Media Bulletin

Freelance Journalist Interview with Veronique Mistiaen

By Paul Burvill

1st April 2014


Hello Veronique! Firstly, tell us what you write about as a freelancer – what are your specialist subjects?

Hi there! I mostly write about social issues, international development, human rights and the environment, although I sometimes write about lighter topics, too. For example, I've visited Europe's oldest boys' choir in Catalonia's Montserrat Mountains and interviewed Daniel Radcliffe and the rest of the 'Harry Potter' crew (a while ago).

Where would we be most likely to see your work?

I used to write mostly for the nationals' weekend supplements, such as Guardian Weekend and Time magazine, as well as US papers, such as the Chicago Tribune and San Francisco Chronicle, but I have now diversified and also write for various sections and blogs of The Guardian, The Economist (mostly blogs), New Internationalist, Positive News and Reader's Digest, as well some more niche websites, among other outlets.

What inspired you to move into freelancing?

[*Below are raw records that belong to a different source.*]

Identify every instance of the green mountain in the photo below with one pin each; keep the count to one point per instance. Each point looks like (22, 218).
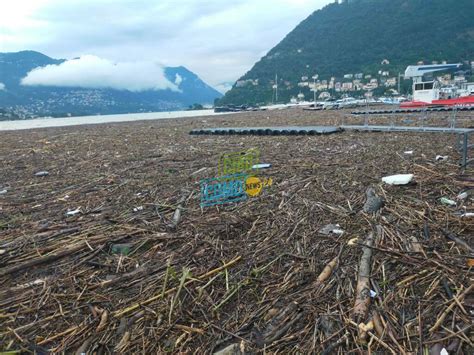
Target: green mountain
(355, 36)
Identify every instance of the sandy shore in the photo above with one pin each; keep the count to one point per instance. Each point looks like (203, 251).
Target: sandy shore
(64, 289)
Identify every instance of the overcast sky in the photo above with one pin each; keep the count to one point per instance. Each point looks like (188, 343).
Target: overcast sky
(217, 39)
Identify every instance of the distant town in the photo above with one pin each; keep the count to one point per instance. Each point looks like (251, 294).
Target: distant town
(364, 83)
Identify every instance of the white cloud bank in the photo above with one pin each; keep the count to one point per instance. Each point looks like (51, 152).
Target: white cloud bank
(90, 71)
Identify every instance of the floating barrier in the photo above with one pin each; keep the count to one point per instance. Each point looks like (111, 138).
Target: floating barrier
(269, 131)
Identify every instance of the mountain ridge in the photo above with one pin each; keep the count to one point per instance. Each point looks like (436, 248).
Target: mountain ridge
(357, 36)
(22, 101)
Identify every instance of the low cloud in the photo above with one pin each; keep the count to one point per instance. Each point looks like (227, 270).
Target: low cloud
(90, 71)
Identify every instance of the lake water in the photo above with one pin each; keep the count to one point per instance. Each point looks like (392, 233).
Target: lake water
(74, 121)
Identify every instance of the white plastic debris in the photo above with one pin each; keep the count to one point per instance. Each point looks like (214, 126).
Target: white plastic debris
(73, 213)
(352, 241)
(261, 166)
(447, 201)
(400, 179)
(331, 228)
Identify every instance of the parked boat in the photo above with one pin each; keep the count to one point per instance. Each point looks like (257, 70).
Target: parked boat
(427, 93)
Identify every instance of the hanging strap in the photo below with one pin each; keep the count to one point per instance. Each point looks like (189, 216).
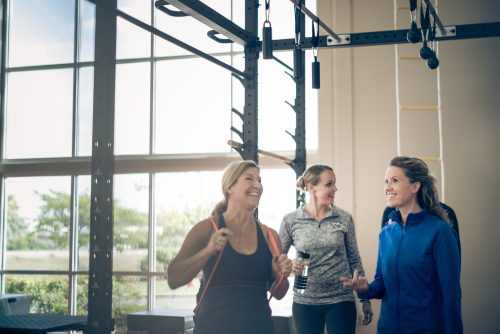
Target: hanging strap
(277, 252)
(213, 270)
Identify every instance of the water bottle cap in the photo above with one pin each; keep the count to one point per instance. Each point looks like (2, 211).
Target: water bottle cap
(303, 255)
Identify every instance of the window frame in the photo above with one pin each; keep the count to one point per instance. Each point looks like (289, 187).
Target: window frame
(75, 165)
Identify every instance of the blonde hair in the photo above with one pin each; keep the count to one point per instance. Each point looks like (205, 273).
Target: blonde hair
(417, 171)
(311, 176)
(231, 174)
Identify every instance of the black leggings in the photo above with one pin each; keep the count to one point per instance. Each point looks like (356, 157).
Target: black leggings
(340, 318)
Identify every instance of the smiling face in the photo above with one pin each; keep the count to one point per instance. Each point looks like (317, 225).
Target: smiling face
(400, 192)
(246, 191)
(324, 191)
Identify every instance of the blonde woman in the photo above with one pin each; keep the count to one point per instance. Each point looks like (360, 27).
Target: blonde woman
(235, 300)
(326, 232)
(418, 266)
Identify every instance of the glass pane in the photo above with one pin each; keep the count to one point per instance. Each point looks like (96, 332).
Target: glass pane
(45, 26)
(193, 111)
(82, 295)
(130, 233)
(132, 108)
(87, 30)
(132, 41)
(38, 222)
(130, 295)
(48, 294)
(181, 298)
(39, 126)
(191, 198)
(83, 183)
(278, 197)
(85, 110)
(190, 31)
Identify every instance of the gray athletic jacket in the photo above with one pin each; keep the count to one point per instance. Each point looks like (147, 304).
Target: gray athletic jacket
(334, 253)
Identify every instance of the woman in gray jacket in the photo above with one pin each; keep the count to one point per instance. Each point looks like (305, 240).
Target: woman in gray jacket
(326, 232)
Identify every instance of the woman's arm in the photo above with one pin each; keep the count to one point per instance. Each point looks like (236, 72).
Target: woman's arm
(447, 260)
(280, 264)
(352, 252)
(200, 244)
(285, 236)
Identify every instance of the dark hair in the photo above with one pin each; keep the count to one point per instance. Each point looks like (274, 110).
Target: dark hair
(417, 171)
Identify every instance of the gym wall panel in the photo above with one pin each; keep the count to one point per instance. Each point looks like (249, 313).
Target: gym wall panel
(364, 108)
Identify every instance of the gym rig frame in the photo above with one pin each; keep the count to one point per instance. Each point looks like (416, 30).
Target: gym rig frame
(101, 226)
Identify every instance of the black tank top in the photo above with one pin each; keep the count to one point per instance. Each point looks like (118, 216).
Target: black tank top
(236, 299)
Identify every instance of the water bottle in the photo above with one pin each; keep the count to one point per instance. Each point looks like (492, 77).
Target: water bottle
(301, 280)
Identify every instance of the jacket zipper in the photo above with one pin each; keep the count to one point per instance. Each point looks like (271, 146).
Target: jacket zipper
(397, 279)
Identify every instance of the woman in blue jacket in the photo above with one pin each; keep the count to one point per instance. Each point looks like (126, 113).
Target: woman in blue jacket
(418, 266)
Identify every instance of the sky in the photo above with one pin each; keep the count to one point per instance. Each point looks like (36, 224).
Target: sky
(192, 92)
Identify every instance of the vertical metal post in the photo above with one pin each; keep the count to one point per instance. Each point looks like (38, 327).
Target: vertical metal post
(101, 208)
(250, 119)
(300, 116)
(3, 200)
(3, 64)
(71, 282)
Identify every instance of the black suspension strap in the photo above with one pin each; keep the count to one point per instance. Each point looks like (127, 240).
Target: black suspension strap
(297, 51)
(425, 22)
(433, 62)
(315, 65)
(413, 35)
(267, 34)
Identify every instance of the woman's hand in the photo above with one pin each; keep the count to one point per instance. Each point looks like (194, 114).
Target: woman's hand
(367, 311)
(218, 241)
(281, 264)
(358, 285)
(298, 267)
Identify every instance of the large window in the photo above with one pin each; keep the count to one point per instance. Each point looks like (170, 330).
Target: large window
(172, 121)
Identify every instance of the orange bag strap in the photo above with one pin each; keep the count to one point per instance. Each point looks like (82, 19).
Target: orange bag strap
(277, 252)
(213, 270)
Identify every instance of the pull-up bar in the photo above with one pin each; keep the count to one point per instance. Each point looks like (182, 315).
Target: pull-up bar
(183, 45)
(435, 17)
(237, 145)
(316, 19)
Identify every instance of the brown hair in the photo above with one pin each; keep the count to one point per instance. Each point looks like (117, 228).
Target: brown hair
(311, 176)
(231, 174)
(417, 171)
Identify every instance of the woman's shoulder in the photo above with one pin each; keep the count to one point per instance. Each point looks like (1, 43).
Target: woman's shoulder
(292, 215)
(337, 211)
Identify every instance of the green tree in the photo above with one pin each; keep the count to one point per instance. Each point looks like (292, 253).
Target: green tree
(18, 237)
(55, 217)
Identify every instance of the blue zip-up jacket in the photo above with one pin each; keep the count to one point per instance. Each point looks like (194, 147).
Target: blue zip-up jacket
(417, 277)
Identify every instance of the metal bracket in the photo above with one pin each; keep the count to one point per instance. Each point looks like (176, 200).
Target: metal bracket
(290, 75)
(291, 105)
(293, 137)
(160, 6)
(211, 34)
(240, 79)
(237, 113)
(238, 132)
(451, 31)
(344, 39)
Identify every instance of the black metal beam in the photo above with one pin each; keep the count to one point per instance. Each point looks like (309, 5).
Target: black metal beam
(101, 193)
(390, 37)
(299, 163)
(216, 21)
(250, 110)
(183, 45)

Necessity! I had worked as a reporter on several newspapers in the San Francisco Bay Area for many years and loved it. But when we moved to England with a toddler and a baby many years ago, I didn't know anyone, had no contacts, so started stringing for US papers and freelanced for several women's magazines. I then moved on to social issues, the environment and humanitarian topics – and I am still there. I still miss the buzz of the newsroom, but love the independence I have as a freelance.

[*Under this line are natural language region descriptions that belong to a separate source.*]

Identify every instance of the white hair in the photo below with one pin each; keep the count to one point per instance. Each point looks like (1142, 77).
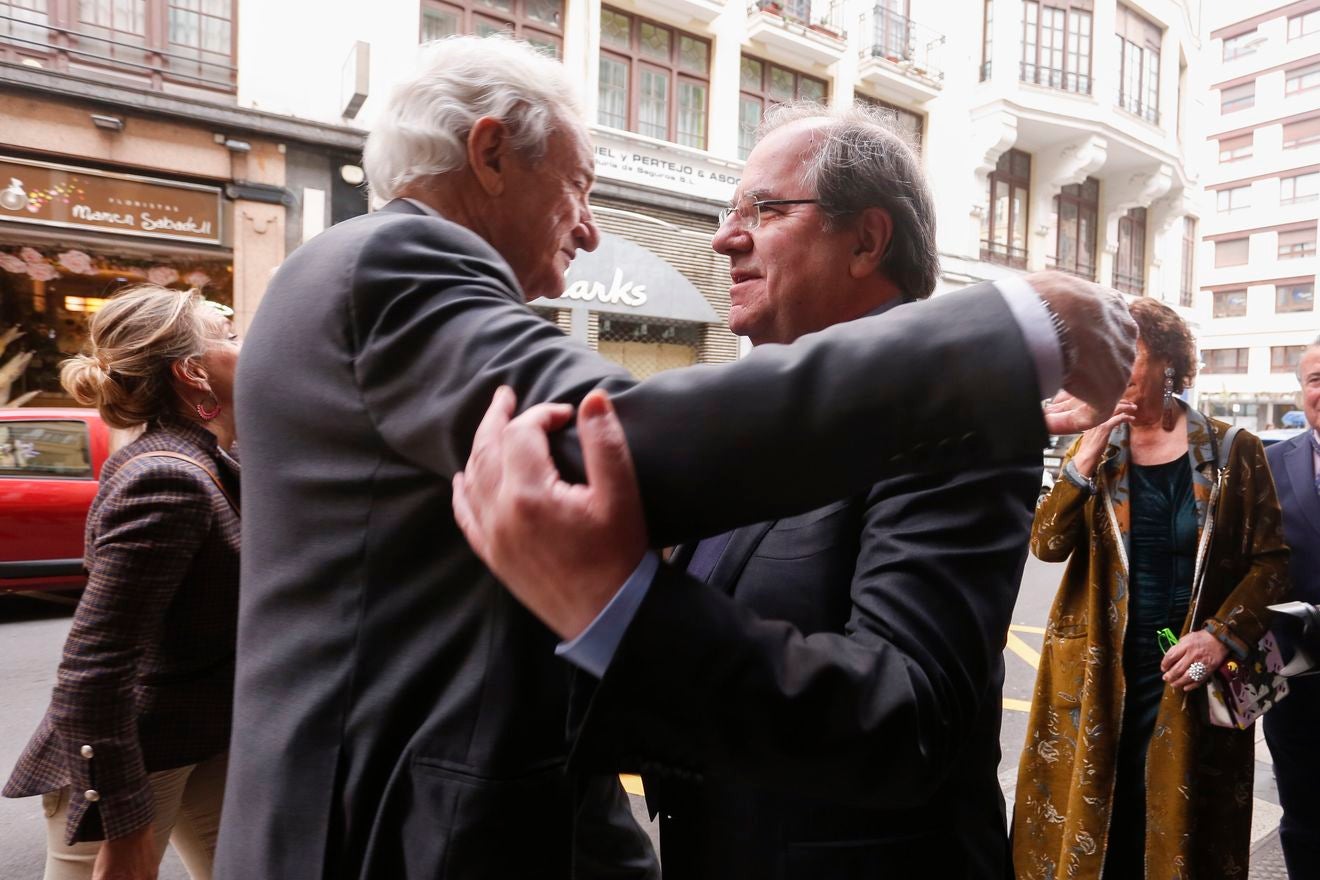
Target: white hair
(424, 128)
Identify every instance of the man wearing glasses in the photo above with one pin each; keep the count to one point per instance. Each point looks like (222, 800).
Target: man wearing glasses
(828, 705)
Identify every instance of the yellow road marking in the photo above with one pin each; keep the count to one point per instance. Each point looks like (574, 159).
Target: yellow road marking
(1024, 651)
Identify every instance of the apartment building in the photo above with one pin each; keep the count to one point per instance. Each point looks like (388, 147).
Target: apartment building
(1262, 157)
(1054, 132)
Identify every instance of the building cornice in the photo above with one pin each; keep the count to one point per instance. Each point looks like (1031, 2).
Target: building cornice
(210, 115)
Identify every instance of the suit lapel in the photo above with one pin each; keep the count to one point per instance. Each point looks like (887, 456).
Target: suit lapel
(741, 548)
(1298, 466)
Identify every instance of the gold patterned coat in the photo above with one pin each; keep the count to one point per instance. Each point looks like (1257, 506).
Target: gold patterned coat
(1199, 777)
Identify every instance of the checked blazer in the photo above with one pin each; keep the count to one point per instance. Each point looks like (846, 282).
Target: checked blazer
(147, 676)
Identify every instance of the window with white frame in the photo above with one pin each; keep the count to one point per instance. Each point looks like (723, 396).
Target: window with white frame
(1225, 360)
(1232, 252)
(1138, 63)
(1304, 24)
(1299, 188)
(1229, 304)
(1242, 44)
(1302, 132)
(1234, 199)
(1295, 297)
(654, 79)
(1298, 243)
(1237, 148)
(1302, 79)
(1236, 98)
(1056, 44)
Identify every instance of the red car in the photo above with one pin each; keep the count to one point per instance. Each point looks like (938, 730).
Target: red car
(49, 463)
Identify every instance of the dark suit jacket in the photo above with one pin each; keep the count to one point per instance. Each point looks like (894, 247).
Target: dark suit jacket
(148, 668)
(397, 714)
(1294, 478)
(830, 706)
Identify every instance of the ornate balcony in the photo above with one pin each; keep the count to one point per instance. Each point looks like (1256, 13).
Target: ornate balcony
(902, 56)
(807, 31)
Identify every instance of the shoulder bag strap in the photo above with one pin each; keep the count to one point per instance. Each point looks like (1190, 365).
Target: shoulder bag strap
(190, 461)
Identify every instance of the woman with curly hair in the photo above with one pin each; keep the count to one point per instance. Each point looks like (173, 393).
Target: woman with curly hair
(131, 751)
(1122, 776)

What is the most memorable work you’ve done?

In terms of impact, it is an investigation into the treatment of pregnant women in US prisons I did with a colleague at the Center for Investigative Journalism in San Francisco. It was a labour of love: we travelled the country on a shoestring and worked for a whole year on the story without a commission, but the piece ended up having a big impact.

The most controversial one was a piece for Guardian Weekend a few months ago, profiling British women who had converted to Islam. It attracted thousands of very hostile comments.

What interview or feature would you love the chance to do?

Rather than a particular topic, it is a type of story I am longing to do. I would love to be able to immerse myself in a topic, have the time and resources to do in-depth research and get to know a complex issue inside out, then write a long-form narrative piece. As a freelance, this is an impossible luxury.

Having been a journalist on both sides of the Atlantic, did you see any differences between how the industry operates in the UK and US?

Things have changed on both sides, but when I moved to England from the US some 17 years ago I was amazed that no one was fact-checking my stories, that editors asked me to doctor quotes and reporters reproduced bits from other newspapers without verifying them.

In the US, an army of fact-checkers would fine-comb even the most mundane stories and journalists had to be able to back up the slightest details. Journalists in the US had to be as objective as possible, while UK ones needed to be able to build up good arguments and have an interesting voice. After 9/11, the US media seems to have become more insular and less critical.

Do you think mainstream press coverage of social and humanitarian issues accurately reflects the scope of these issues in reality?

Not really. Because of budget cuts, editors nowadays cannot afford to take risks: they want stories that their readers absolutely want to read, so they only commission social and humanitarian issues if they are directly relevant to their readers, have a huge "wow" factor, or involve celebrities. Few stories, however important, fit these criteria. There are many good niche publications focusing on these issues, but they tend to speak to a specialised audience.

A lot of freelance journalists find social media useful for inspiration for features and for making contacts – do you use social media in your work?

Yes, I have a LinkedIn account, am on Facebook (mostly privately) and Twitter, and have a blog. I have found sources on both FB and Twitter, and I use Twitter to see what people are talking about.

How can PRs be useful to you, and how can they get in touch?

I work closely with PRs from NGOs and organisations such as Oxfam, Unesco and Rainforest Alliance, trying to find the best way to tell stories that need attention. It is usually a long process in which we exchange ideas, look for case studies, plan trips, etc., so it is important for PRs to approach me several months in advance (for a magazine piece).

I also get ideas for shorter or more topical pieces through press releases (the British women converting to Islam came from a press release about research by Cambridge University, for example). Email is the best way to reach me.

Do you find press conferences, trips, parties and other events useful or an interruption as a freelancer?

I love them! I am a social person and freelancing is rather lonely, but it is a question of balance, of course. I go on reporting trips, but find that individual or smaller ones yield better results for the type of stories I work on. I find conferences very useful to make contacts and I like networking events, such as those hosted by Women in Journalism. 

What media do you enjoy in your spare time?

Nothing matches a good book.

In the past year, what has been your favourite piece written by another journalist on a subject you cover, and why?

There are many, many articles I love and admire, but the most gripping piece of journalism I have read lately is actually a book called 'Stasiland – Stories from Behind the Berlin Wall' by Anna Funder. It is reporting at its best, but it reads like a novel.